Clown Corner: Summertime!

Charlie Wallin and Sobia Shamim

With summer quickly approaching students are scrambling for fun ways to spend it. Everyone knows summer is the best season, despite its hot weather, because it provides the one thing we long for during the school year: free time. But, sometimes, too much time off overwhelms us with the possibilities of what to do. Below are seven ideas to fill up your summer!

7. Go to a concert
Starting off strong, why not fill out the summer cliché and go to a concert this summer? Grab some friends, buy your tickets, plan out an amazing outfit, and spend a couple of hours trying not to lose your hearing or voice as you scream like a banshee because we know full well you cannot sing.

6. Go for a swim
Maybe, just maybe, you’ll find yourself relaxing at a pool, attempting to get a tan, when suddenly, you’ll see some girl wearing pink playing on a piano in the pool, and maybe you’ll see a bunch of adults badly portraying high schoolers dancing atop a waterfall, and as you try to leave the mess, you get dragged into a song and dance atop a slippery pool deck, but eventually, you’ll become tired, give up on the pool, and crawl back home.

5. Become a supervillain
Let’s face it, life in Naperville is boring. By becoming a supervillain you add some spice to both your and others’ summer. Cause mass destruction! Create chaos! Do something other than sit in your house, who cares if it is slightly immoral? Besides, your identity should be secret anyway so no one’s going to know about your evil rendezvous.

4. Become a superhero
Someone needs to take care of the previously mentioned supervillain. You can’t just allow some rando to wreak havoc on your home while you do nothing. Don’t be a bystander, become a superhero. The city needs you so put that mask on, along with a silly costume, and fight the evils of this world.

3. Get famous
Who doesn’t want to be famous? Use this summer to become a niche internet microcelebrity. Post that wannabe influencer vlog that’s sitting in your drafts. Maybe the algorithm will be in your favor and you’ll find yourself blowing up with thousands of comments lying to you about how funny you are. Gain yourself a loyal fan base that will defend you against even the most horrible controversies. Get canceled, cry about it, and get uncanceled.
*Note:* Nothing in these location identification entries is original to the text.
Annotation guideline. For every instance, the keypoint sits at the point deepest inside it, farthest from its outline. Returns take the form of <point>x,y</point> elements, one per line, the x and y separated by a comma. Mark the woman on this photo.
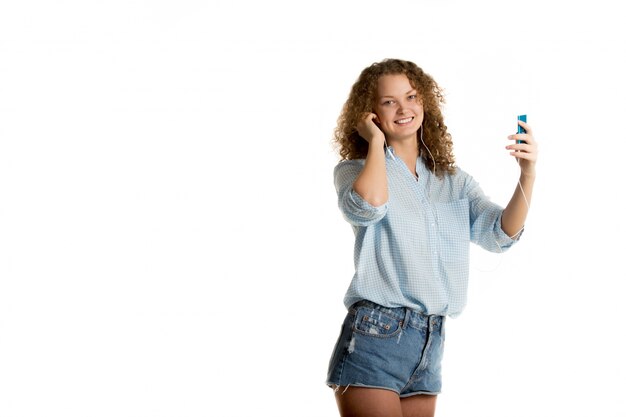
<point>413,213</point>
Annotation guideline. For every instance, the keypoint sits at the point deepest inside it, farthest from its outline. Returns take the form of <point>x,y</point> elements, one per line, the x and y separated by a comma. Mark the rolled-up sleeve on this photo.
<point>355,209</point>
<point>486,220</point>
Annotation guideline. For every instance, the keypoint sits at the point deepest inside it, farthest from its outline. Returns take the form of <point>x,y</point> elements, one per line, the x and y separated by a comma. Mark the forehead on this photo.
<point>393,85</point>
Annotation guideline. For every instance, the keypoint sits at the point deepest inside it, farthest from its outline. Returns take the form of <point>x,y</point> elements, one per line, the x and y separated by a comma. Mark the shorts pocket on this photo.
<point>375,323</point>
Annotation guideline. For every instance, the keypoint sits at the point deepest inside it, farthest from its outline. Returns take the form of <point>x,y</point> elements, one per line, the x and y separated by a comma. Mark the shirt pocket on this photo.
<point>453,220</point>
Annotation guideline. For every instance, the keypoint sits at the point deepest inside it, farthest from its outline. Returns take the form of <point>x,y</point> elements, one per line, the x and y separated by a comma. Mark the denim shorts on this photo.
<point>397,349</point>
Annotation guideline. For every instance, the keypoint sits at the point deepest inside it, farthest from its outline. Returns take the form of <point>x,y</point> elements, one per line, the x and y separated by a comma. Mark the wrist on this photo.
<point>377,141</point>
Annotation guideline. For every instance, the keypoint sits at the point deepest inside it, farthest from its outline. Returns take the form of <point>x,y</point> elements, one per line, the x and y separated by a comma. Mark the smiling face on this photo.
<point>398,108</point>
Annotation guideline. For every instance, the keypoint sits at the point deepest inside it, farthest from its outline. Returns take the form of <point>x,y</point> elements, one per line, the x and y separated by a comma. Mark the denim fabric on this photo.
<point>397,349</point>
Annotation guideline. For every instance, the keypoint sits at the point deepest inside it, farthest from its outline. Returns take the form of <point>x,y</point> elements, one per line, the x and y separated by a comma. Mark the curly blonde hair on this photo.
<point>362,98</point>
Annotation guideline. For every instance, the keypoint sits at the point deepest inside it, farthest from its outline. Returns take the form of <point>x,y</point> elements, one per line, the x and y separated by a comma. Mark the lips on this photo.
<point>404,121</point>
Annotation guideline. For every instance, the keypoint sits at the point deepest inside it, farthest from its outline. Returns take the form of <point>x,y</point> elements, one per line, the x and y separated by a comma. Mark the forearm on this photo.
<point>514,215</point>
<point>371,184</point>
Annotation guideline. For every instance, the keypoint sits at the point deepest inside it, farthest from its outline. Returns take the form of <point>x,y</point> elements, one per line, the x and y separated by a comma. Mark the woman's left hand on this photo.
<point>526,152</point>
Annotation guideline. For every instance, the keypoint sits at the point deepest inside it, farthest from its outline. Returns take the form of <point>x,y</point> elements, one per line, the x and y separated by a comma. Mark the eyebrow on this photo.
<point>408,92</point>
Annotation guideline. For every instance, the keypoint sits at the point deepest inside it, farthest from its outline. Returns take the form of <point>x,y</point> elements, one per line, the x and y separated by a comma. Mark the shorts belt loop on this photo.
<point>407,317</point>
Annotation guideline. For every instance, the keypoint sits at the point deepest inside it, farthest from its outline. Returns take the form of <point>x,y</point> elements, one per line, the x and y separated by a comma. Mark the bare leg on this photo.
<point>367,402</point>
<point>419,406</point>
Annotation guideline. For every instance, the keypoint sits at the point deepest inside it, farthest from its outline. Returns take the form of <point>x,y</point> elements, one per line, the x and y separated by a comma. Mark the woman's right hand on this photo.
<point>369,130</point>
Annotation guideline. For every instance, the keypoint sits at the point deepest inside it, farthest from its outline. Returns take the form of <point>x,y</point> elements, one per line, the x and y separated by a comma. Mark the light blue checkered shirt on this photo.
<point>413,251</point>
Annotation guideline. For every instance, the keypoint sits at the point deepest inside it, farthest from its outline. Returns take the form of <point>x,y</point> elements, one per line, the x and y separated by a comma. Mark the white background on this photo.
<point>170,243</point>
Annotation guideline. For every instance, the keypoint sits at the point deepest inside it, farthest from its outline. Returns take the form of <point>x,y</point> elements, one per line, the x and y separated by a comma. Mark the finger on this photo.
<point>530,156</point>
<point>368,116</point>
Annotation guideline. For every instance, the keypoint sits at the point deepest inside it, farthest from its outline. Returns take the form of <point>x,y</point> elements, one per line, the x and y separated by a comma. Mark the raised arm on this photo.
<point>371,184</point>
<point>514,215</point>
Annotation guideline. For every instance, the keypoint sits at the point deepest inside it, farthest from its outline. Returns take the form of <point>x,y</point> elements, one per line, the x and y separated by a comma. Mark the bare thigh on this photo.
<point>368,402</point>
<point>419,406</point>
<point>372,402</point>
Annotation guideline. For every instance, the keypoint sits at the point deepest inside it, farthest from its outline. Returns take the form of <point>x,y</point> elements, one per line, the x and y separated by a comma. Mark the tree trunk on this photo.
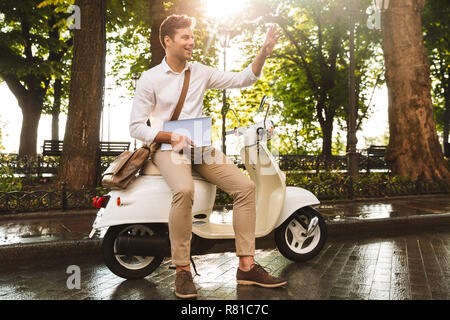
<point>447,117</point>
<point>79,160</point>
<point>413,149</point>
<point>56,109</point>
<point>31,103</point>
<point>327,133</point>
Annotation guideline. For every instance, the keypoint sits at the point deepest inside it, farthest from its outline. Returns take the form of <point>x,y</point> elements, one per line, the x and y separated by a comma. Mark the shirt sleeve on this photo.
<point>143,105</point>
<point>227,80</point>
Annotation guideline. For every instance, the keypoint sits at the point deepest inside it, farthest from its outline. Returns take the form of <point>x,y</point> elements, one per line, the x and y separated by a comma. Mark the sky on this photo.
<point>118,104</point>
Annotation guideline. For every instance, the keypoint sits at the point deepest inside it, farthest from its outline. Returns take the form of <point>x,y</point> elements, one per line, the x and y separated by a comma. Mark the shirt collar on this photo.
<point>167,69</point>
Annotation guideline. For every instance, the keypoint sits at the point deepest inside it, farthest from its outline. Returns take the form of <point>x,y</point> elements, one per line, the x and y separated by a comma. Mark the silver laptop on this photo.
<point>196,129</point>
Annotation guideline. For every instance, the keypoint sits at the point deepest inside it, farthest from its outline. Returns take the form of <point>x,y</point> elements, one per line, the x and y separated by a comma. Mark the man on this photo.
<point>156,96</point>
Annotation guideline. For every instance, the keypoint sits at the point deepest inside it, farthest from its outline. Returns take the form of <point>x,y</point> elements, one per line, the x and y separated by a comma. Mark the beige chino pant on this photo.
<point>215,167</point>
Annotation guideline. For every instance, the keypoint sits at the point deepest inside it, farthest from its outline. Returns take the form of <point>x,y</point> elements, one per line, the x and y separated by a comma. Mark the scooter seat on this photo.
<point>150,169</point>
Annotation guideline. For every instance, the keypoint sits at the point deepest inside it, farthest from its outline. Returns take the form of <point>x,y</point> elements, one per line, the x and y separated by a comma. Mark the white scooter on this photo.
<point>137,239</point>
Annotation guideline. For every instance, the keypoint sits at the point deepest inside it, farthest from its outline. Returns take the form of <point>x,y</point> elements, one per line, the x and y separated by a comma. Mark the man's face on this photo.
<point>181,45</point>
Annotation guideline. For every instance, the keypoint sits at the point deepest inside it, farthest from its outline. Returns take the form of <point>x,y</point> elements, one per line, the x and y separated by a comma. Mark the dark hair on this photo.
<point>171,23</point>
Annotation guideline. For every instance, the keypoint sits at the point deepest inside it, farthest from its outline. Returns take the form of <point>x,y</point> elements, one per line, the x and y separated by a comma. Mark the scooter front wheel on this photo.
<point>128,266</point>
<point>295,241</point>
2. Obsess over an influencer
So your dreams of becoming famous don’t work out because, let’s be serious, you’re not cut out for fame. Your silly video flopped and your friends ridiculed you in the comments. You’re bitter, you wanted to be famous, so why not let your delusions live on? Start obsessing over a random influencer. Convince people you are dating, photoshop photos of the two of you, and watch as those rumors spread. They’ll DM you, privately asking you to confess to your lies, but you’re in too deep now. They will call you out publicly, embarrassing you to their fanbase, but you will continue to insist you are in fact dating. Congratulations, you’re now infamous!

1. Do absolutely nothing
After the hectic mess of your summer described above, you will probably end up with the option you always choose: nothing. Waste away scrolling through social media for hours while never leaving your bed. You’re sweaty and miserable but this is the best option. Your lack of fans keeps you up at night, along with the sound of a waterlogged piano you can’t seem to get out of your head.